From here, the user is then responsible for retrieving the information they are interested in.

## Framework details

These details are intended for experts - users can safely ignore them!

The framework was designed with the goal of making it as separate (ie encapsulated) as possible from all other classes. By leveraging existing code as much as possible and keeping implementation details hidden from the user, it ensures that the framework will maintain compatibility as the code base evolves, as well as keeping each task focused on its particular task.

The implementation details for a variety of classes are as follows:

### AliEmcalContainer

AliEmcalContainer::SetArray() checks whether the container is embedded and automatically selects the proper event. Thus, this works seamlessly for the user. Plus, since it is in the base class, it will work for all derived classes - nothing additional code is required.

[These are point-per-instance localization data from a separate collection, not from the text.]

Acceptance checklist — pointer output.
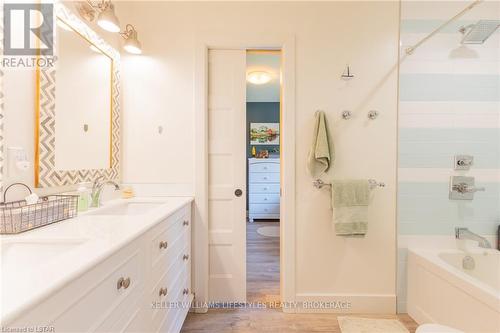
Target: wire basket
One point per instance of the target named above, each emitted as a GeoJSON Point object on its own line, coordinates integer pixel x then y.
{"type": "Point", "coordinates": [18, 216]}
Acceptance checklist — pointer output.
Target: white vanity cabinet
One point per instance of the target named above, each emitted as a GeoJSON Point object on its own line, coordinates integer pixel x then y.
{"type": "Point", "coordinates": [145, 286]}
{"type": "Point", "coordinates": [263, 188]}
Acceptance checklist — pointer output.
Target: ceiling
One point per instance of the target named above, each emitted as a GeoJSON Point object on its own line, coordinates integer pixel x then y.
{"type": "Point", "coordinates": [268, 62]}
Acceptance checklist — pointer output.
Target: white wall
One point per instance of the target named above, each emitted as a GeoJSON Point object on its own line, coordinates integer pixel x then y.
{"type": "Point", "coordinates": [158, 91]}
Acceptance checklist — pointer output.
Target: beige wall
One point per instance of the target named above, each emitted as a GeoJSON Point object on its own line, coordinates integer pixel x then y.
{"type": "Point", "coordinates": [158, 91]}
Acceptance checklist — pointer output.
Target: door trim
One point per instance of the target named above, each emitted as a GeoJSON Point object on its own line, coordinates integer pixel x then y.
{"type": "Point", "coordinates": [286, 43]}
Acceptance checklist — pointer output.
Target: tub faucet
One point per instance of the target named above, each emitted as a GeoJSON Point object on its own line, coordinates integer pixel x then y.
{"type": "Point", "coordinates": [465, 233]}
{"type": "Point", "coordinates": [97, 187]}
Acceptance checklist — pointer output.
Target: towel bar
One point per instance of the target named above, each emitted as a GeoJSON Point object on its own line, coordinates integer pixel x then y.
{"type": "Point", "coordinates": [318, 183]}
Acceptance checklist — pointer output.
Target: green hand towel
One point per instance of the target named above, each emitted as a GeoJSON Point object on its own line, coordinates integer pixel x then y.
{"type": "Point", "coordinates": [321, 155]}
{"type": "Point", "coordinates": [350, 199]}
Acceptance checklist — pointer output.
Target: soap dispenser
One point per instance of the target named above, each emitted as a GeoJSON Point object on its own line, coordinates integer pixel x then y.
{"type": "Point", "coordinates": [83, 198]}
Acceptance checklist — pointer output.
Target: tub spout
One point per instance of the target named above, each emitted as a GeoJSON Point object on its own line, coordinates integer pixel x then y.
{"type": "Point", "coordinates": [465, 233]}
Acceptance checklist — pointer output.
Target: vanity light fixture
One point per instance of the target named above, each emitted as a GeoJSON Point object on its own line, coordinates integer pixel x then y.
{"type": "Point", "coordinates": [259, 77]}
{"type": "Point", "coordinates": [105, 12]}
{"type": "Point", "coordinates": [107, 18]}
{"type": "Point", "coordinates": [63, 26]}
{"type": "Point", "coordinates": [132, 44]}
{"type": "Point", "coordinates": [95, 49]}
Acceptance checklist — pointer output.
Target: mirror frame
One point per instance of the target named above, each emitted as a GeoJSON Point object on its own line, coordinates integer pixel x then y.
{"type": "Point", "coordinates": [46, 174]}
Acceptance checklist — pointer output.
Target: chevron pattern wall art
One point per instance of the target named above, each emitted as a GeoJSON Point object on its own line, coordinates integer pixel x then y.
{"type": "Point", "coordinates": [48, 175]}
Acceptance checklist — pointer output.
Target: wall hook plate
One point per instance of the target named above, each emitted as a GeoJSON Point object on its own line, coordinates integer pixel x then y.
{"type": "Point", "coordinates": [346, 115]}
{"type": "Point", "coordinates": [372, 115]}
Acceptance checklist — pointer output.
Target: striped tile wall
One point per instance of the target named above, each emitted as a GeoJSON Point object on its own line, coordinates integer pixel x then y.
{"type": "Point", "coordinates": [449, 104]}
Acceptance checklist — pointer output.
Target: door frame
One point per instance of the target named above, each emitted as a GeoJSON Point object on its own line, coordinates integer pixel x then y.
{"type": "Point", "coordinates": [285, 43]}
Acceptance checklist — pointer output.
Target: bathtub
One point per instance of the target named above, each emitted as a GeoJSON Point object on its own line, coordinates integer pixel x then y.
{"type": "Point", "coordinates": [441, 291]}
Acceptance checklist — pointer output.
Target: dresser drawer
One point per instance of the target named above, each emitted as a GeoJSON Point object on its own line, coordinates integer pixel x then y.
{"type": "Point", "coordinates": [264, 198]}
{"type": "Point", "coordinates": [273, 177]}
{"type": "Point", "coordinates": [264, 208]}
{"type": "Point", "coordinates": [264, 188]}
{"type": "Point", "coordinates": [264, 167]}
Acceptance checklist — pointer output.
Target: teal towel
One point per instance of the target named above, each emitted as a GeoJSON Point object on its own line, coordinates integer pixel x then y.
{"type": "Point", "coordinates": [321, 154]}
{"type": "Point", "coordinates": [350, 199]}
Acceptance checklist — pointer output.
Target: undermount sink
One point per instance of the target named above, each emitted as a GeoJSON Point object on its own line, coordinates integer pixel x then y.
{"type": "Point", "coordinates": [127, 208]}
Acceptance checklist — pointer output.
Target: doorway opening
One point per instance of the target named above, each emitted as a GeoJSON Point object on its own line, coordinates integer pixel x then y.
{"type": "Point", "coordinates": [263, 174]}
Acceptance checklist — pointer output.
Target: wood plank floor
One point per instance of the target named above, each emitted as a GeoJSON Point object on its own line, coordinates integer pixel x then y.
{"type": "Point", "coordinates": [263, 286]}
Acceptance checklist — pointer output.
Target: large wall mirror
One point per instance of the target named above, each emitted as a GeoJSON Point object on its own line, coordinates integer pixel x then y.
{"type": "Point", "coordinates": [78, 127]}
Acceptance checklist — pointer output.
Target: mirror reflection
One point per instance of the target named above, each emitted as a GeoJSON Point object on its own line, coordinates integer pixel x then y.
{"type": "Point", "coordinates": [83, 102]}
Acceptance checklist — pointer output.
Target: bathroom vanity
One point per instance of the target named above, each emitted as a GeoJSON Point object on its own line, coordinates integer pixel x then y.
{"type": "Point", "coordinates": [125, 267]}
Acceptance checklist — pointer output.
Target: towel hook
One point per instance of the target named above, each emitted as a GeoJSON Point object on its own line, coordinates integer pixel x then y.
{"type": "Point", "coordinates": [372, 114]}
{"type": "Point", "coordinates": [346, 114]}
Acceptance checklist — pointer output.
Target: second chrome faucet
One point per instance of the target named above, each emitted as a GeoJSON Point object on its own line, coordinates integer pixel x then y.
{"type": "Point", "coordinates": [97, 187]}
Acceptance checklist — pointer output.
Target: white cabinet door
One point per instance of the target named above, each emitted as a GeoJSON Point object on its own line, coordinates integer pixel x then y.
{"type": "Point", "coordinates": [226, 174]}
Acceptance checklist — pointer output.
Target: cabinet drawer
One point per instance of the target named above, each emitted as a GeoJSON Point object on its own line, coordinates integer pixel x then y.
{"type": "Point", "coordinates": [264, 188]}
{"type": "Point", "coordinates": [264, 167]}
{"type": "Point", "coordinates": [264, 198]}
{"type": "Point", "coordinates": [168, 305]}
{"type": "Point", "coordinates": [264, 208]}
{"type": "Point", "coordinates": [101, 304]}
{"type": "Point", "coordinates": [273, 177]}
{"type": "Point", "coordinates": [164, 236]}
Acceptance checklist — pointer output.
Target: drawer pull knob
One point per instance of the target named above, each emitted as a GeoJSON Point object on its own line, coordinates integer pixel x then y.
{"type": "Point", "coordinates": [163, 292]}
{"type": "Point", "coordinates": [123, 283]}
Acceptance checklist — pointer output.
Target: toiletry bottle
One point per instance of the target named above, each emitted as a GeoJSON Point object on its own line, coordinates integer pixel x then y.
{"type": "Point", "coordinates": [83, 199]}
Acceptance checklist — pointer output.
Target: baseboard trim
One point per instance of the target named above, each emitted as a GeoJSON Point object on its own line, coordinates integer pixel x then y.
{"type": "Point", "coordinates": [345, 303]}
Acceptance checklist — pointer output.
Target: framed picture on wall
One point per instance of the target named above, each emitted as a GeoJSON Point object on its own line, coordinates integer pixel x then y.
{"type": "Point", "coordinates": [264, 133]}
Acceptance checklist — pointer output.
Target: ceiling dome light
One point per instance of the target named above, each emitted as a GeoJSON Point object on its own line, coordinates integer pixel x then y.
{"type": "Point", "coordinates": [107, 18]}
{"type": "Point", "coordinates": [259, 77]}
{"type": "Point", "coordinates": [132, 44]}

### AliEmcalContainerIndexMap

AliEmcalContainerIndexMap is an important class that manages the mapping between all of the input object arrays and the indices that are often stored in classes to identify other input objects. Effectively, it can map from a local index in each array to a global index. For an instance in which this matters, the cluster-track matcher stores the track index number in the cluster and the cluster index number in the track under certain configurations. Without this mapping, it would be impossible to know which input object array the index belongs. Note that although this map is used internally, it should be transparent to most uses. If they only add one TClonesArray of a particular input object type, it will never be apparent that it is used (ie indices will just look as normal).

As a concrete example, consider two input arrays, A and B. A has 200 entries and B has 150 entires. Since the size of the arrays can change between events and we need a consistent mapping for A and B, a large offset is required selected between the two arrays. For example, 100000. Thus, the third element in array A is index 2, while the third element in array B is index 100002. Then, when 100002 is given to AliEmcalContainerIndexMap, it will automatically return the third element in array B.

Note that this mapping can be between TCloensArrays and indices or AliEmcalContainer derived classes and indices. AliClusterContainer and AliParticleContainer automatically store the mapping between accessed TClonesArrays and indices. These mappings can be copied and automatically adapted to AliEmcalContainer derived classes for use in another class by calling AliEmcalContainerMap::CopyMappingFrom().

Additional information is available in the class documentation (AliEmcalContainerIndexMap).

## Appendix

Development of this framework was documented in a JIRA ticket.